He Dan, Parida Laxmi
IBM T.J Watson Research, Yorktown Heights, NY, USA,
Pac Symp Biocomput. 2017;22:426-437. doi: 10.1142/9789813207813_0040.
Quantitative genetic trait prediction based on high-density genotyping arrays plays an important role for plant and animal breeding, as well as genetic epidemiology such as complex diseases. The prediction can be very helpful to develop breeding strategies and is crucial to translate the findings in genetics to precision medicine. Epistasis, the phenomena where the SNPs interact with each other, has been studied extensively in Genome Wide Association Studies (GWAS) but received relatively less attention for quantitative genetic trait prediction. As the number of possible interactions is generally extremely large, even pairwise interactions is very challenging. To our knowledge, there is no solid solution yet to utilize epistasis to improve genetic trait prediction. In this work, we studied the multi-locus epistasis problem where the interactions with more than two SNPs are considered. We developed an effcient algorithm MUSE to improve the genetic trait prediction with the help of multi-locus epistasis. MUSE is sampling-based and we proposed a few different sampling strategies. Our experiments on real data showed that MUSE is not only effcient but also effective to improve the genetic trait prediction. MUSE also achieved very significant improvements on a real plant data set as well as a real human data set.
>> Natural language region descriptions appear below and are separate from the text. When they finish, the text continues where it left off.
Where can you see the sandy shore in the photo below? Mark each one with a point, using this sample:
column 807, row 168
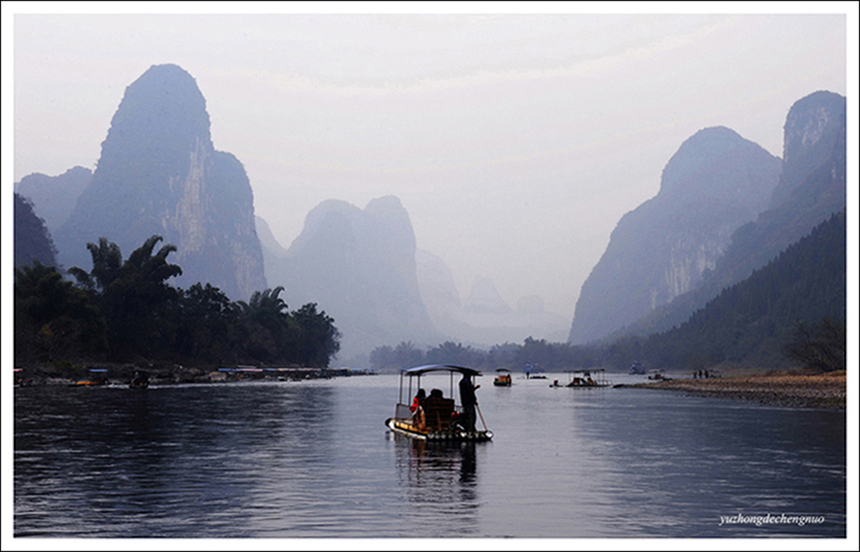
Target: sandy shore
column 818, row 391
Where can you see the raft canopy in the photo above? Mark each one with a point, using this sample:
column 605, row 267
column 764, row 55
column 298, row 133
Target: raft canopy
column 421, row 370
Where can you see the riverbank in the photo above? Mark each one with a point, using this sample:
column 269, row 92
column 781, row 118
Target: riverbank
column 166, row 374
column 795, row 390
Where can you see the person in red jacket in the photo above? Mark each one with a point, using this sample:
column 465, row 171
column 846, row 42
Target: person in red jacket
column 417, row 408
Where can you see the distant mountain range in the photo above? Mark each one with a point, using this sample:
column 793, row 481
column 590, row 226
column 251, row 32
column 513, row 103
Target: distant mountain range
column 726, row 207
column 358, row 265
column 715, row 183
column 54, row 197
column 159, row 174
column 483, row 318
column 32, row 239
column 811, row 187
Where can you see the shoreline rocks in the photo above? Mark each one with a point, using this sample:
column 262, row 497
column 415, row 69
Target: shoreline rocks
column 802, row 391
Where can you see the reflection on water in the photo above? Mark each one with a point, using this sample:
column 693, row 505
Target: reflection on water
column 313, row 459
column 441, row 484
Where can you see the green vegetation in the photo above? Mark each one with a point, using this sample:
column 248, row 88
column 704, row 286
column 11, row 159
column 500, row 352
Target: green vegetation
column 126, row 310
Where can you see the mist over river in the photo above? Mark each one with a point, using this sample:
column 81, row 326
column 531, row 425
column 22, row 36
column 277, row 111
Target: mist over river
column 313, row 459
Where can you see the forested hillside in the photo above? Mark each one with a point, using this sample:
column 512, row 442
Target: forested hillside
column 127, row 311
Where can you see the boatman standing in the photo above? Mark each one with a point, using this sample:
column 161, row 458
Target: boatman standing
column 467, row 397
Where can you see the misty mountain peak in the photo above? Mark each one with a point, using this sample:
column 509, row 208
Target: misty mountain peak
column 708, row 164
column 485, row 298
column 716, row 182
column 159, row 174
column 162, row 111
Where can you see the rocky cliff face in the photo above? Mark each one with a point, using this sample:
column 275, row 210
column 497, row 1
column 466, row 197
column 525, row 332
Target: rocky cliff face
column 810, row 189
column 160, row 174
column 358, row 265
column 54, row 197
column 716, row 182
column 32, row 239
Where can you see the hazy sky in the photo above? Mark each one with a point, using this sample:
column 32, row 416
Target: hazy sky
column 515, row 142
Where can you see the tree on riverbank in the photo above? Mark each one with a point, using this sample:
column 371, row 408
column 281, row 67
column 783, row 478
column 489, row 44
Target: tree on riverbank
column 124, row 310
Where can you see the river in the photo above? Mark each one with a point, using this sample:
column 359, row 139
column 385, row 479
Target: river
column 313, row 459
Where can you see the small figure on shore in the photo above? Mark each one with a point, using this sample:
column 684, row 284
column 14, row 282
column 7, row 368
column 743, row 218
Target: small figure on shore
column 417, row 408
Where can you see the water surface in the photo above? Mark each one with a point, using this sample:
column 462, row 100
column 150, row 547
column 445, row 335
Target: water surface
column 313, row 459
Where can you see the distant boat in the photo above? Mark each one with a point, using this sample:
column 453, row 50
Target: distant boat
column 534, row 371
column 441, row 416
column 503, row 379
column 584, row 378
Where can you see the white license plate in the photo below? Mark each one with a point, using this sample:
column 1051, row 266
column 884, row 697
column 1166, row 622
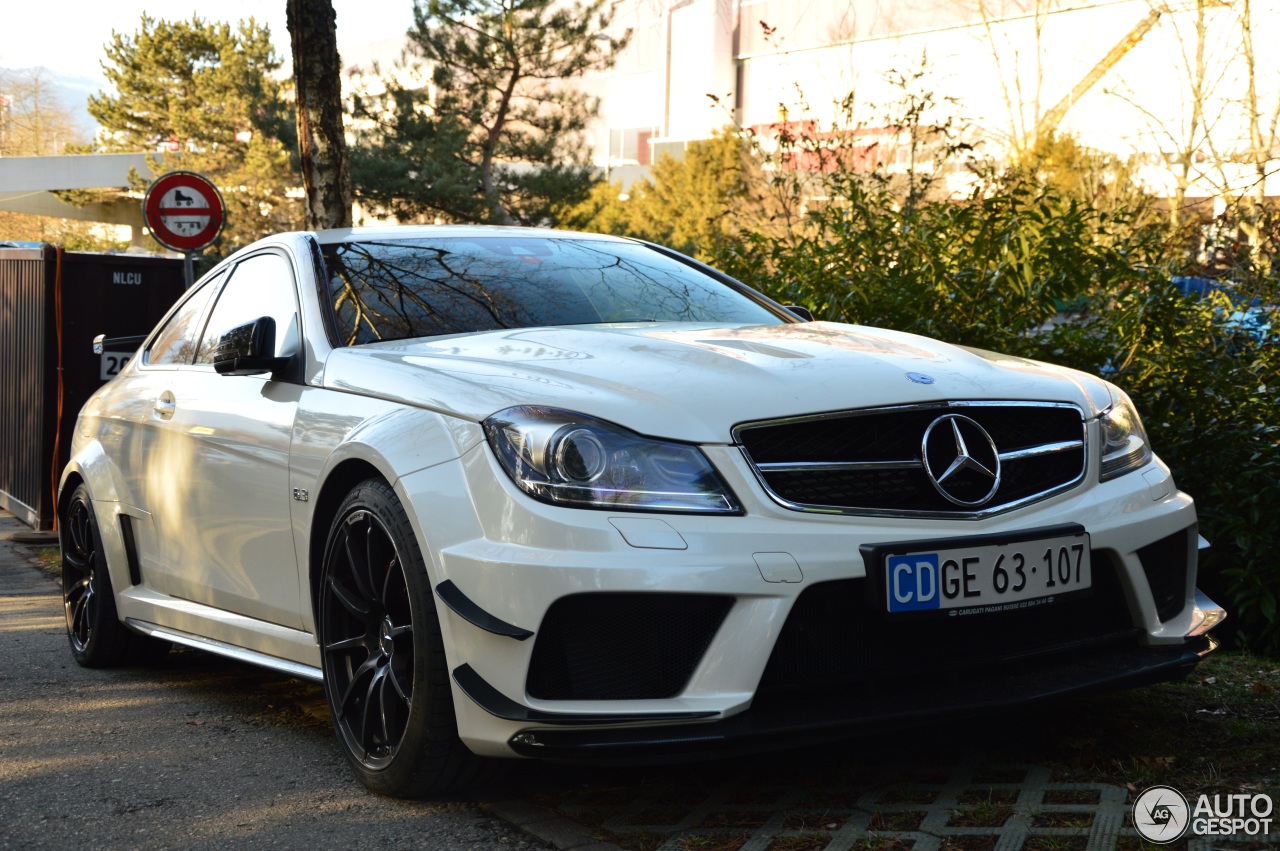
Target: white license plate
column 112, row 364
column 987, row 577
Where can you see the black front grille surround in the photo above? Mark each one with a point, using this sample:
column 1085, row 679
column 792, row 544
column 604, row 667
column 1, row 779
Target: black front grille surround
column 871, row 462
column 611, row 645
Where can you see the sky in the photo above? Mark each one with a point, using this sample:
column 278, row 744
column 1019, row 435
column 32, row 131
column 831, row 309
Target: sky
column 67, row 36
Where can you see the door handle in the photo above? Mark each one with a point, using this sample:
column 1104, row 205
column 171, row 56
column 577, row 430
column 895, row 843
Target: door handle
column 165, row 406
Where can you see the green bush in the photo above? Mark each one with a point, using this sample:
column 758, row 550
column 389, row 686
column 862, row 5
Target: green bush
column 1023, row 269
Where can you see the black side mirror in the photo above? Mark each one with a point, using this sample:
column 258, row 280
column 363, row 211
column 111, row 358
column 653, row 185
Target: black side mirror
column 248, row 349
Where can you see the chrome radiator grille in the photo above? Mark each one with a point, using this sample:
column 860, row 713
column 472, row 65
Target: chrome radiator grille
column 950, row 460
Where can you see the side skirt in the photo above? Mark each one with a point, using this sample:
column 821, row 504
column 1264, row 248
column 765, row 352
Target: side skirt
column 223, row 649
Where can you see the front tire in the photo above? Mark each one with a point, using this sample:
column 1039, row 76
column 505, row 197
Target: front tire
column 94, row 627
column 384, row 672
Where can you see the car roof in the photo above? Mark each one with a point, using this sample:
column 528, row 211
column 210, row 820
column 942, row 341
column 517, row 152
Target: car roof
column 451, row 230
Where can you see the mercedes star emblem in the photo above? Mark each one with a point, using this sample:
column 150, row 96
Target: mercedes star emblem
column 961, row 460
基于高密度基因分型阵列的数量遗传性状预测在动植物育种以及诸如复杂疾病等遗传流行病学中发挥着重要作用。这种预测对于制定育种策略非常有帮助,并且对于将遗传学研究结果转化为精准医学至关重要。上位性,即单核苷酸多态性(SNP)之间相互作用的现象,在全基因组关联研究(GWAS)中已得到广泛研究,但在数量遗传性状预测方面受到的关注相对较少。由于可能的相互作用数量通常极大,即使是成对相互作用也极具挑战性。据我们所知,目前尚无利用上位性来改进遗传性状预测的可靠解决方案。在这项工作中,我们研究了多基因座上位性问题,即考虑两个以上SNP之间的相互作用。我们开发了一种高效算法MUSE,借助多基因座上位性来改进遗传性状预测。MUSE基于采样,我们提出了几种不同的采样策略。我们在真实数据上的实验表明,MUSE不仅高效,而且在改进遗传性状预测方面也很有效。MUSE在一个真实植物数据集以及一个真实人类数据集上也取得了非常显著的改进。